EURUSD Elliott Wave Analysis: Bearish Trend Continues Below 1.13

November 12, 2018 | AtoZ Markets

EURUSD dropped below 1.13 for the first time since June 2017 as the year's bearish trend gets even stronger. Will price falter further? What are the next bearish targets?

It's clearly printed on the chart that EURUSD is bearish this year. The trend is well maintained as price continues downside after every bounces. The latest bounce was a 200 Pips move from 1.13 to 1.15 in the first five trading days of November. Between 15th August and 31st October, the bearish trend was rejected at 1.13 twice. This level has therefore been a big level of significance for the bears. A break below 1.13 was generally expected to cause a new low since June. Price will be expected to hit 1.12 and 1.11 handles as the year closes bearish for the Euro.

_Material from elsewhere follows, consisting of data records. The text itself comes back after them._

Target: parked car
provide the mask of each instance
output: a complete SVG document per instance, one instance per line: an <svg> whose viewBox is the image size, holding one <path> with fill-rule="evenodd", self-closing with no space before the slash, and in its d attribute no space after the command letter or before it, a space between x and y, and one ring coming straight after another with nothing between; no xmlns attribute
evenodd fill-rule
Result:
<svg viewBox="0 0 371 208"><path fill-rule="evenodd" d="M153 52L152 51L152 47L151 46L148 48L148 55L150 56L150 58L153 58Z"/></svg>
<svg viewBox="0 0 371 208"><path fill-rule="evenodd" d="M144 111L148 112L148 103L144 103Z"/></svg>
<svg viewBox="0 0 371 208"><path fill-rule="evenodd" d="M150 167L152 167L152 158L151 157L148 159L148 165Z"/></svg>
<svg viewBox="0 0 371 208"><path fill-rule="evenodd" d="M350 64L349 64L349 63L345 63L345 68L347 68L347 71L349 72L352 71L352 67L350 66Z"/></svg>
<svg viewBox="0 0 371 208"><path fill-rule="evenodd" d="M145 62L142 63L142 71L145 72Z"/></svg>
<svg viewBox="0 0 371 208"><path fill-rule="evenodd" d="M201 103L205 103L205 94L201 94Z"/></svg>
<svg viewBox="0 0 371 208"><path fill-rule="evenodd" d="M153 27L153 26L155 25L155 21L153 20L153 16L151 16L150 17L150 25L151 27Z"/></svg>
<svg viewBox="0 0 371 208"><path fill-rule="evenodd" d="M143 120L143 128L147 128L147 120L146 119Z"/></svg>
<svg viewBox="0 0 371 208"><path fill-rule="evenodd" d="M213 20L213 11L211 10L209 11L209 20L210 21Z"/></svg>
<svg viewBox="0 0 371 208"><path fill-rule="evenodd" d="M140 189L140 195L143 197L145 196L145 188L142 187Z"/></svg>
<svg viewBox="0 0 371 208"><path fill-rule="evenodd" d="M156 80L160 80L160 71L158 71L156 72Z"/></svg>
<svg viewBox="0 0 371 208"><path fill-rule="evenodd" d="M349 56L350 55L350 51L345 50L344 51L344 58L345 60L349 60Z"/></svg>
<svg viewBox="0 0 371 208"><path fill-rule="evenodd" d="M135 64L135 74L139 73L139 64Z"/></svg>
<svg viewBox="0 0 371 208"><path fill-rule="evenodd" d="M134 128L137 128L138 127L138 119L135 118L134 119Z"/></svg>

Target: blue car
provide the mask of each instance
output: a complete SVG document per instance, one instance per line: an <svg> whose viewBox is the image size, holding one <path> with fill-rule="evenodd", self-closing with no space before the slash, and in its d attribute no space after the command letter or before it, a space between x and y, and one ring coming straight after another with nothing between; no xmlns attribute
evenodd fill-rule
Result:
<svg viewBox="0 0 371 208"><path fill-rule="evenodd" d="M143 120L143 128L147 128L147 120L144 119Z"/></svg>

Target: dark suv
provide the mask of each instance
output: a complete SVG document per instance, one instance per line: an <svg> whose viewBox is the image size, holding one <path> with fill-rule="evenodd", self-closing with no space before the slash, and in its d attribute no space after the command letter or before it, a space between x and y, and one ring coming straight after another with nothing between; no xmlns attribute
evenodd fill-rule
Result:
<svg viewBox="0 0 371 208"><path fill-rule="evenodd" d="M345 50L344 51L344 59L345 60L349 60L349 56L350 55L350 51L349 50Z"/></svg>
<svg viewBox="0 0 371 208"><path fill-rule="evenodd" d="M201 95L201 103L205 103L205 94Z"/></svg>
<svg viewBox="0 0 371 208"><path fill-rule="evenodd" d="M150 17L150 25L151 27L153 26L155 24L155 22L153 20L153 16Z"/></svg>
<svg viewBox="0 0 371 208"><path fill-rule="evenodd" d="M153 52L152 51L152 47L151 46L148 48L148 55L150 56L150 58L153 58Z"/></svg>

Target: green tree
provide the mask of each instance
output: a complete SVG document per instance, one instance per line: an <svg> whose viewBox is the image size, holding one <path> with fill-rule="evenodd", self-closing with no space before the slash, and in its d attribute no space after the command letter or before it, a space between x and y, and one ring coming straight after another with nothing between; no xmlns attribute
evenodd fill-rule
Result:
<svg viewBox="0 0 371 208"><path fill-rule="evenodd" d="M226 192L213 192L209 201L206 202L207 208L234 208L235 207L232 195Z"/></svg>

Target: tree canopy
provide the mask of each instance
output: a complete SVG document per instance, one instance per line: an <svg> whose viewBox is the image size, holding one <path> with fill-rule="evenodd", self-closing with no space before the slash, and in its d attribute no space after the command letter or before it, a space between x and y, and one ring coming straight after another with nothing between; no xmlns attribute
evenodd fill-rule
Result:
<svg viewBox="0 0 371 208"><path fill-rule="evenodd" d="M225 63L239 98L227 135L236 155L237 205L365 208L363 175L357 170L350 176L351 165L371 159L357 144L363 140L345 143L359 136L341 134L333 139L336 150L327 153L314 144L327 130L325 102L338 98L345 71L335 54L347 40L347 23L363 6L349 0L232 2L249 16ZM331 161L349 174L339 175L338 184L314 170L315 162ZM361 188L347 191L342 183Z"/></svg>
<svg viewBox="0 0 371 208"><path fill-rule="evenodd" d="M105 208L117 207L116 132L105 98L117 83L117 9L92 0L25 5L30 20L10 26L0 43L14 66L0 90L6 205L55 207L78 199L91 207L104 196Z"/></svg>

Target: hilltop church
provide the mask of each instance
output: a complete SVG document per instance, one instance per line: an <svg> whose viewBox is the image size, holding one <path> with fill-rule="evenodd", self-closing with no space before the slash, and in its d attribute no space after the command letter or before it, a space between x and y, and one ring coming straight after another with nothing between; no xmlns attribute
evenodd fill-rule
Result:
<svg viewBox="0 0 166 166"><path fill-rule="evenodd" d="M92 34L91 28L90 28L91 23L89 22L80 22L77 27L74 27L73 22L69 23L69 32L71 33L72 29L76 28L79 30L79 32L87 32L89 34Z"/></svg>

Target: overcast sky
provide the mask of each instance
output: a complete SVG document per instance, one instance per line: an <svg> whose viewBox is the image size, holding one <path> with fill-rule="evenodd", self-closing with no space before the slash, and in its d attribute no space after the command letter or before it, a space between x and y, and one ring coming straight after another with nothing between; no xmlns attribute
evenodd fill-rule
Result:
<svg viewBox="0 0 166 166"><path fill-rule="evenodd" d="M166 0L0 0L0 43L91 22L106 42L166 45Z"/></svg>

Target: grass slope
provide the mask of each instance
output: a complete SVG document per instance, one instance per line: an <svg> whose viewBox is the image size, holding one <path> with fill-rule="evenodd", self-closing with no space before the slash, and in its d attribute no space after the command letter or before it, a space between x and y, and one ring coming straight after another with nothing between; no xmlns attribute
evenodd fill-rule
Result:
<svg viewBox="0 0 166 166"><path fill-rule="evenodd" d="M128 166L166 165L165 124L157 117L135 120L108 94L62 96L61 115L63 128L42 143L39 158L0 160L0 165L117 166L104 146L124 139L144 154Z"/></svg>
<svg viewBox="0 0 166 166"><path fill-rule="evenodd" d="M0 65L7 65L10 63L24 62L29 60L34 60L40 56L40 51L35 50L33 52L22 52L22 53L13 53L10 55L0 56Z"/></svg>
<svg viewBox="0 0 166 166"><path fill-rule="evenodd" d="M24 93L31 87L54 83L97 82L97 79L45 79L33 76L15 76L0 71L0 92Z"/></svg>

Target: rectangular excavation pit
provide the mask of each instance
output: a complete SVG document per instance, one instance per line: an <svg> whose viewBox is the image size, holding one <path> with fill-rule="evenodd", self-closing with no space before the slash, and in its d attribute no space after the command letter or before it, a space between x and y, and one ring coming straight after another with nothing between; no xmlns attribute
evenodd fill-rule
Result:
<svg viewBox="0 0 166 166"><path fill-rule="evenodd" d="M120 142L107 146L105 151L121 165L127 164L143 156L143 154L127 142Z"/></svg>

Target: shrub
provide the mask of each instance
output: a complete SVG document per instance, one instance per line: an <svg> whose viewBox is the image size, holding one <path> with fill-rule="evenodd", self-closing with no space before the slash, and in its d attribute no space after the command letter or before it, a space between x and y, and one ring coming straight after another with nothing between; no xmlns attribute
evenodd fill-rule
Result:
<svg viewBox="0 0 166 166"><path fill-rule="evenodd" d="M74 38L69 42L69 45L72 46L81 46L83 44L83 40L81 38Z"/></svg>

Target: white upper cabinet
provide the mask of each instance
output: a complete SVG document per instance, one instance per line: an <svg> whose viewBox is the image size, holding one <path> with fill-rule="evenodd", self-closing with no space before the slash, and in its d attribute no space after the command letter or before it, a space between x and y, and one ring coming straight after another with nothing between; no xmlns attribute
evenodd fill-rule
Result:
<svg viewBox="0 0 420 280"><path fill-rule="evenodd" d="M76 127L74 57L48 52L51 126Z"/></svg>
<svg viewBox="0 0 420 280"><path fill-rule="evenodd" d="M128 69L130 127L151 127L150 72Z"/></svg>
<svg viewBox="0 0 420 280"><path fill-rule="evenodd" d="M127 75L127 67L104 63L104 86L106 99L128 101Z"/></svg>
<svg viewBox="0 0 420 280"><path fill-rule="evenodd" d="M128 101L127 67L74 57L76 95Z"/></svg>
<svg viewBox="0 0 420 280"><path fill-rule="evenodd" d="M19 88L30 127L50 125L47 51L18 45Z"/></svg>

From Elliott wave perspective, the 4th wave of the year long bearish impulse wave ended at 1.182, the 3rd wave ended at 1.13. The 5th wave which started at 1.182 was expected to drop below 1.13 unless it would be truncated. The break below 1.13 suggested that the bearish 5th wave has a potential of hitting 1.12 or below. The 5th wave of an impulse wave should either end with an ending diagonal or an impulse wave. Here are two scenarios covering these two possibilities.

EURUSD Elliott Wave Analysis, 1st Scenario

The chart above shows how an ending diagonal 5th wave might complete the year long bearish impulse wave. The 5th wave in this scenario, should be held above 1.12. A strong break below 1.12 would invalidate this scenario and set Euro for an impulse 5th wave which, as shown in the next chart, might lead to a parity with Dollar. If the diagonal 5th wave holds above 1.12, a break above its wave ii-iv (circled blue) would lead to price aiming 1.182 wave 4 resistance, before the year ends.

EURUSD Elliott Wave Analysis, 2nd Scenario

If price drops below 1.12 to invalidate the first scenario, the 2nd scenario will most likely happen. The 5th wave developing into an impulse wave might extend to 1.055-1.10. If price moves this way, we might see the bearish trend of this degree continue till early next year. A drop to 1.0 is also likely if the 5th wave extends more than expected. Basically, after 1.12, the next price levels to watch out for are 1.10 and 1.1055 if this scenario holds.